Pussy’s IAF career began early in 1948 with the Haganah’s “Aleph” Squadron, flying its mixture of light planes on varied missions considered too risky for the less-experienced pilots. For a while he was with Aleph Squadron’s sub-unit at Yavniel in the Galilee, flying Austers in support of the Golani Brigade. When a DC-3 was added to the fleet in May, he was among the first to fly it.
On 15th May he and Cyril Katz, a Machalnik from South Africa, were in the cockpit of the DC-3 at Tel Aviv’s Sde Dov airfield, getting ready to fly to Ekron, when they realized that they were under attack by Egyptian Spitfires. They scrambled out to safety, and when the all-clear was sounded they took off for Ekron despite bullet holes in the DC-3’s tail and wing.
Some 48 hours later, after the DC-3 had been repaired, Pussy flew it to besieged Beit Ha’arava, on the Dead Sea’s northern shore, to evacuate the remaining women and children. Co-piloting was Flight Engineer “Freddy” Ish-Shalom, a Machalnik from the UK. While on final approach he spotted some Arab Legion tanks a few miles off heading towards the kibbutz. He landed his plane and kept the engines running while some 60 passengers scrambled aboard. He barely managed to get the overloaded airplane airborne, and had to descend slightly towards the Dead Sea in order to reach safe flying speed before climbing away.

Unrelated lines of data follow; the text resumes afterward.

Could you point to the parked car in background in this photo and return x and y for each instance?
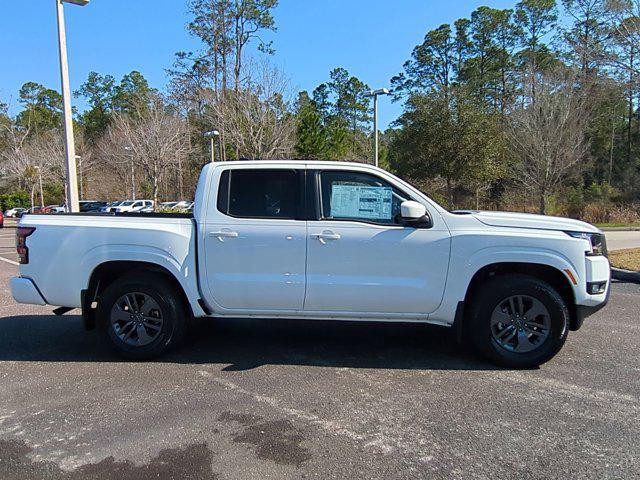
(110, 207)
(167, 205)
(50, 209)
(31, 210)
(133, 206)
(319, 241)
(92, 206)
(14, 212)
(59, 208)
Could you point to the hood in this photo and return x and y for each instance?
(527, 220)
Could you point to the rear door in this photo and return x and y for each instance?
(363, 260)
(254, 240)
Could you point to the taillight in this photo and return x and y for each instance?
(21, 243)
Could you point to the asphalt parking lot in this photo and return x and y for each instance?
(266, 399)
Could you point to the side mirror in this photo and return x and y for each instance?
(415, 214)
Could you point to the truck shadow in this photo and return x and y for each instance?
(247, 344)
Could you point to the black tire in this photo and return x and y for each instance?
(173, 311)
(493, 293)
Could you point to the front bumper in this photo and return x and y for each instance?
(24, 290)
(598, 270)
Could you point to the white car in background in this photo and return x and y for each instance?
(59, 209)
(111, 207)
(14, 212)
(134, 206)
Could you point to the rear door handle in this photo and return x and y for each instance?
(327, 235)
(224, 234)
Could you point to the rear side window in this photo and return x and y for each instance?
(259, 193)
(359, 196)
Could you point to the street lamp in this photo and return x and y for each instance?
(72, 178)
(374, 94)
(41, 189)
(212, 135)
(79, 162)
(133, 173)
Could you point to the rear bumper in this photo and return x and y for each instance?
(24, 290)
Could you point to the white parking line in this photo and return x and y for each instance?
(9, 261)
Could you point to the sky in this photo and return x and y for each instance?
(371, 39)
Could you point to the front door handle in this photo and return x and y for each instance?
(224, 234)
(326, 235)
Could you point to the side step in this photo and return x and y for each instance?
(62, 310)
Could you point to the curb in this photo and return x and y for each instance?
(625, 275)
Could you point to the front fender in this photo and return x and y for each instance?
(463, 269)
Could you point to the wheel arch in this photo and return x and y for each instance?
(547, 273)
(104, 274)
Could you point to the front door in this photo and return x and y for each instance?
(255, 242)
(361, 259)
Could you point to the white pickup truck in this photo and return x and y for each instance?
(318, 241)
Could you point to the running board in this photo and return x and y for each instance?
(62, 310)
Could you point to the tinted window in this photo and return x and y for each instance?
(259, 193)
(359, 196)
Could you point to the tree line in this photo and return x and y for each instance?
(532, 108)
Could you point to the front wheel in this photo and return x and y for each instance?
(518, 321)
(142, 315)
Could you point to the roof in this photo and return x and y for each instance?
(298, 162)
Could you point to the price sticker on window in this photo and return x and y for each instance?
(351, 201)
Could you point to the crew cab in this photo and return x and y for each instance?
(318, 241)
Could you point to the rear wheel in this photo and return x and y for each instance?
(518, 321)
(142, 315)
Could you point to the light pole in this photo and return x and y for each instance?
(79, 163)
(212, 135)
(72, 179)
(133, 173)
(41, 189)
(374, 94)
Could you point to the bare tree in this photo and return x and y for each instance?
(155, 140)
(548, 136)
(257, 119)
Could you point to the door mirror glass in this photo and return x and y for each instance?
(412, 211)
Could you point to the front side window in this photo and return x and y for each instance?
(359, 196)
(259, 193)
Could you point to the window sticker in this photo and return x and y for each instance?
(350, 201)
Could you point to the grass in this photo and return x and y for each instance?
(618, 225)
(626, 259)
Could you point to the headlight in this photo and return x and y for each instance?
(597, 240)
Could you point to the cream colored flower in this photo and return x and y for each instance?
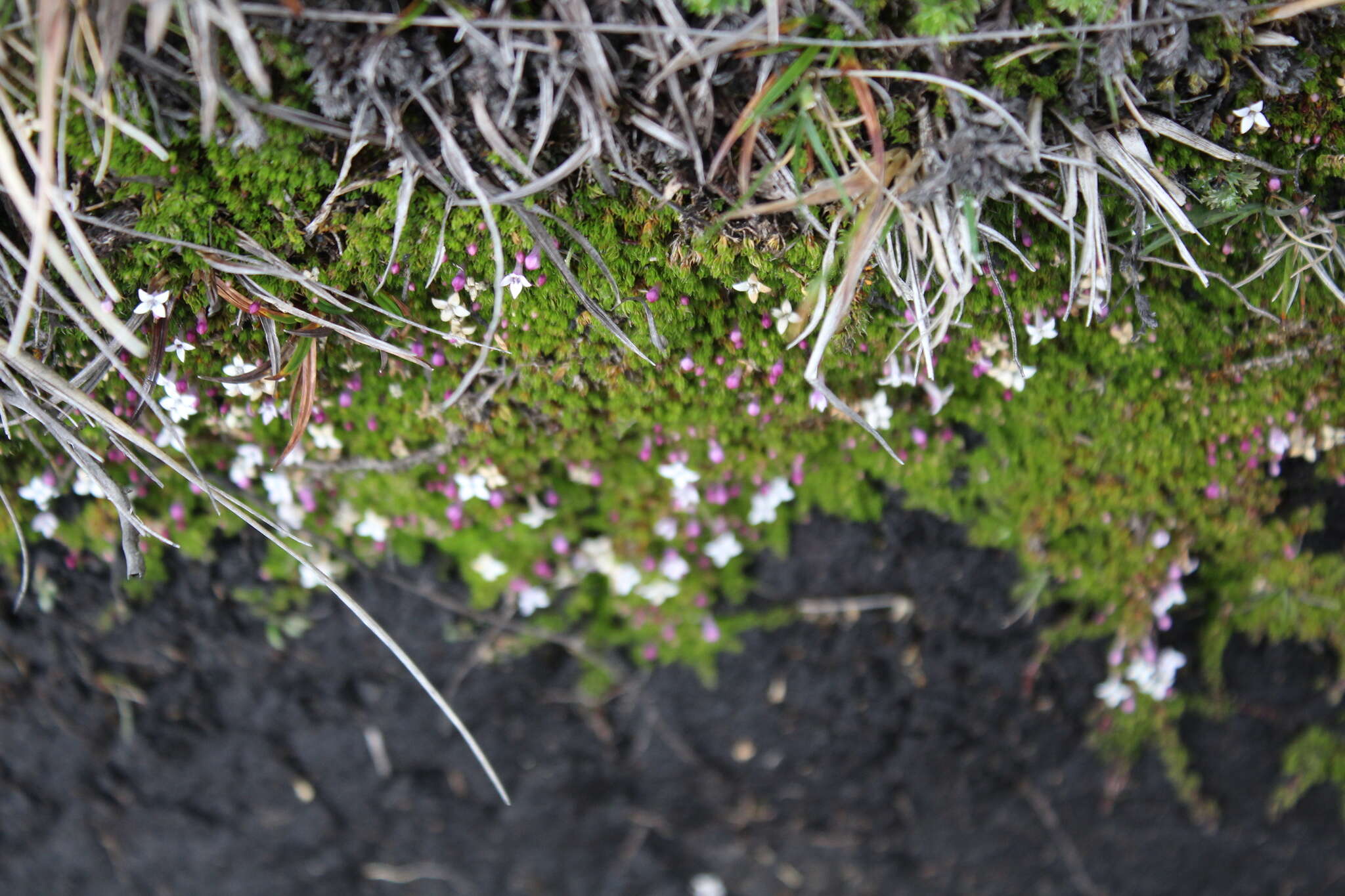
(753, 288)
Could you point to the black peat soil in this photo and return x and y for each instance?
(925, 756)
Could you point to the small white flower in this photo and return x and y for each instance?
(278, 490)
(1156, 679)
(680, 475)
(373, 526)
(451, 308)
(1252, 117)
(1007, 373)
(674, 566)
(155, 304)
(1302, 444)
(179, 349)
(309, 574)
(763, 509)
(876, 412)
(181, 406)
(785, 317)
(514, 282)
(722, 550)
(236, 418)
(268, 412)
(657, 591)
(896, 375)
(489, 567)
(595, 555)
(324, 437)
(471, 486)
(623, 580)
(779, 490)
(938, 396)
(708, 885)
(474, 288)
(493, 476)
(1040, 330)
(531, 599)
(1113, 692)
(536, 515)
(685, 499)
(85, 485)
(346, 517)
(753, 288)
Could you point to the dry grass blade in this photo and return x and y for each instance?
(544, 240)
(1170, 129)
(875, 211)
(24, 563)
(301, 400)
(57, 387)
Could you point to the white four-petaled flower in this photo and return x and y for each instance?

A short time later, Pussy was transferred to Air Transport Command and for several months flew as C-46 co-pilot on the airlift from Czechoslovakia to Israel, in October’s “Operation Yoav,” also known as “Ten Plagues,” and later in “Operation Horev,” he flew bombing missions in the C-46s.

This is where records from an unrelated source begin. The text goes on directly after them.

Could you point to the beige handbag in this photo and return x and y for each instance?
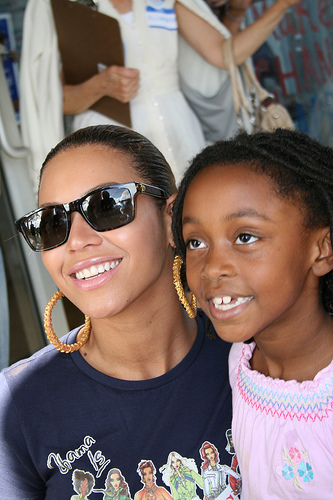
(254, 106)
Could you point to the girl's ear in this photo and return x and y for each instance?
(168, 209)
(324, 261)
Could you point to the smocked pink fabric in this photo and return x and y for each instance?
(282, 432)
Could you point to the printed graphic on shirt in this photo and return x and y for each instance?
(116, 488)
(296, 469)
(215, 475)
(161, 18)
(179, 474)
(150, 491)
(83, 483)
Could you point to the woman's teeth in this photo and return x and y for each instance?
(94, 271)
(224, 303)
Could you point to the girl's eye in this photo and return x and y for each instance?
(246, 239)
(194, 244)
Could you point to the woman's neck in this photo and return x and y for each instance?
(122, 6)
(142, 346)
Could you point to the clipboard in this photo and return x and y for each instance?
(87, 39)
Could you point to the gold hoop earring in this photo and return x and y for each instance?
(190, 309)
(61, 346)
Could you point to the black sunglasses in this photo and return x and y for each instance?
(103, 209)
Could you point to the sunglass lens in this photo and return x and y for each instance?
(47, 228)
(109, 208)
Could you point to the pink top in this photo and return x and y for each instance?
(282, 432)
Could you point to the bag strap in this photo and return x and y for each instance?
(239, 97)
(249, 74)
(250, 79)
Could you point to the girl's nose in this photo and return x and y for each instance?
(81, 234)
(218, 264)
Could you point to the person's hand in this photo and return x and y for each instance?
(289, 3)
(216, 3)
(120, 83)
(240, 4)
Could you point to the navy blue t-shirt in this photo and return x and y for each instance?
(65, 428)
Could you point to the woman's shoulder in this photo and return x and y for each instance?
(43, 363)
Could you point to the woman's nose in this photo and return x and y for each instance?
(81, 234)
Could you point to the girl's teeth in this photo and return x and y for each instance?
(224, 303)
(94, 271)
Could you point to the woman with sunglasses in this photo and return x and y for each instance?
(141, 378)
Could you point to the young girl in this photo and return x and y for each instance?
(253, 221)
(126, 387)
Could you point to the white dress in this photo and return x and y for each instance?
(159, 111)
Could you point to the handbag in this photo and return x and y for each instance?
(255, 108)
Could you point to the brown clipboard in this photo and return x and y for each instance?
(87, 38)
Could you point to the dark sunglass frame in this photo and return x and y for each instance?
(24, 224)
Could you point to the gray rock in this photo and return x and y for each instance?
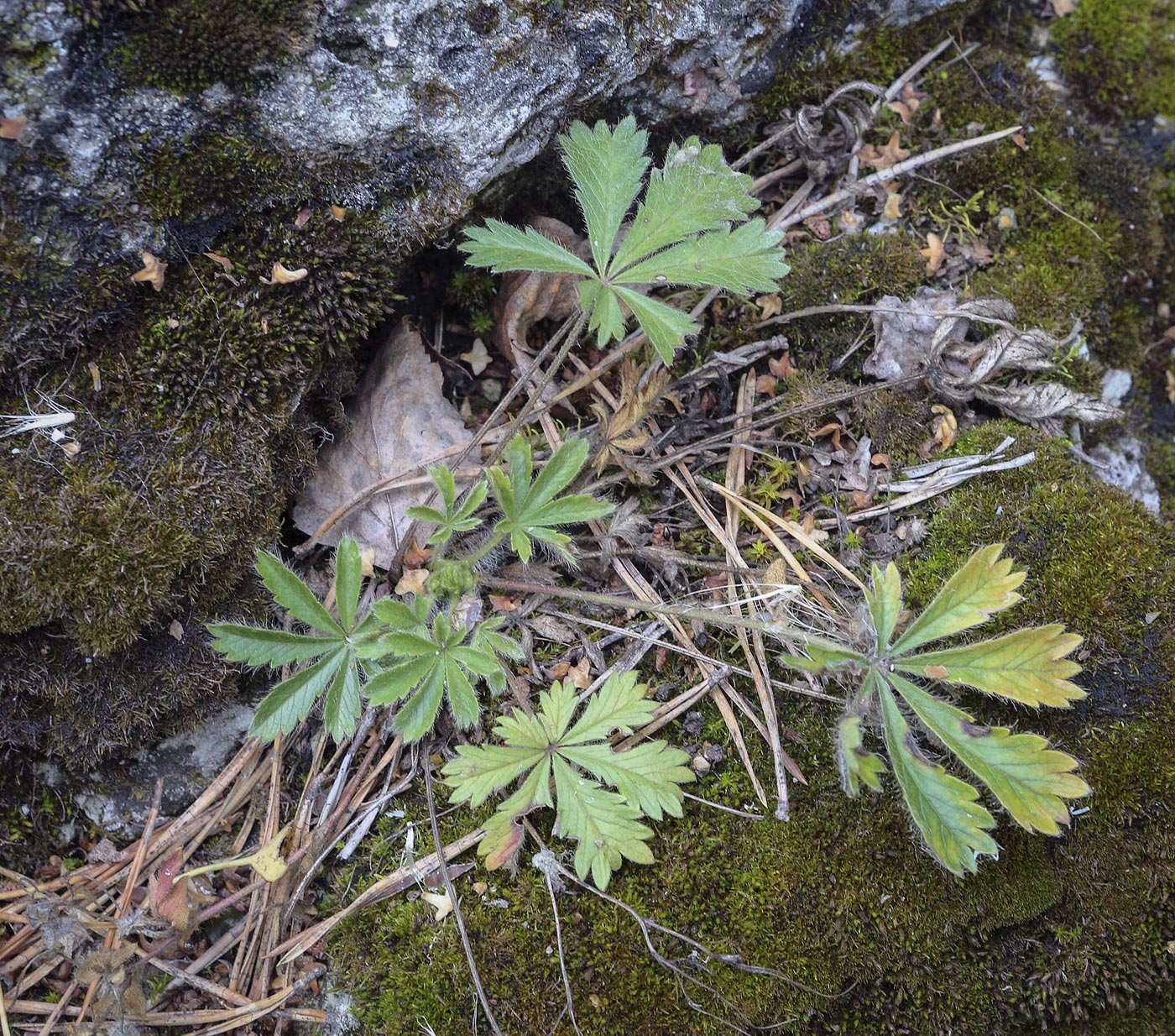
(1122, 463)
(187, 763)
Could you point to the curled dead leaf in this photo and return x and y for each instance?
(152, 273)
(281, 275)
(12, 128)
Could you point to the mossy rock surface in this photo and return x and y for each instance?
(869, 934)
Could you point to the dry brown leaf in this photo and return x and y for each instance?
(223, 260)
(281, 275)
(400, 421)
(525, 298)
(933, 253)
(152, 273)
(581, 674)
(416, 555)
(478, 358)
(769, 306)
(12, 128)
(413, 581)
(884, 158)
(783, 367)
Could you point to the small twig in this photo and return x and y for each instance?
(892, 173)
(452, 898)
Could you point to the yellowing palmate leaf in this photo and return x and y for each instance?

Only after my transfer in late January 1949 from disbanded 35 Flight to 106 Squadron, Air Transport Command’s successor at Ekron, did I get to know Pussy. By then he had qualified as a C-46 captain.
On 17th March I sat in for his regular co-pilot on an ill-fated supply run to Sde Avraham, a crude strip 20 miles north of today’s Eilat. The other crew members were my fellow Canadians, Ben Sturrey, navigator, and Jack Smith, radio operator. Our cargo included drinking water and nine VIP passengers form IAF HQ.
For the return flight, some five tons of surplus land mines had been loaded aboard. Just after take-off, the left engine suddenly lost its power as it backfired loudly. All we could do was to stay in the air, a few feet above rocky hillocks, while shutting down the bad engine. Some five endless minutes later, we crashed into the ground and caught fire close to Avraham airstrip. Thanks to a chance sand dune at the point of impact, crew and passengers escaped certain death.
Pussy spent his remaining years at Kfar Giladi. His fellow “first fliers” worldwide will always remember Pussy as a level-headed pilot blessed with the proverbial “nine lives” of a cat.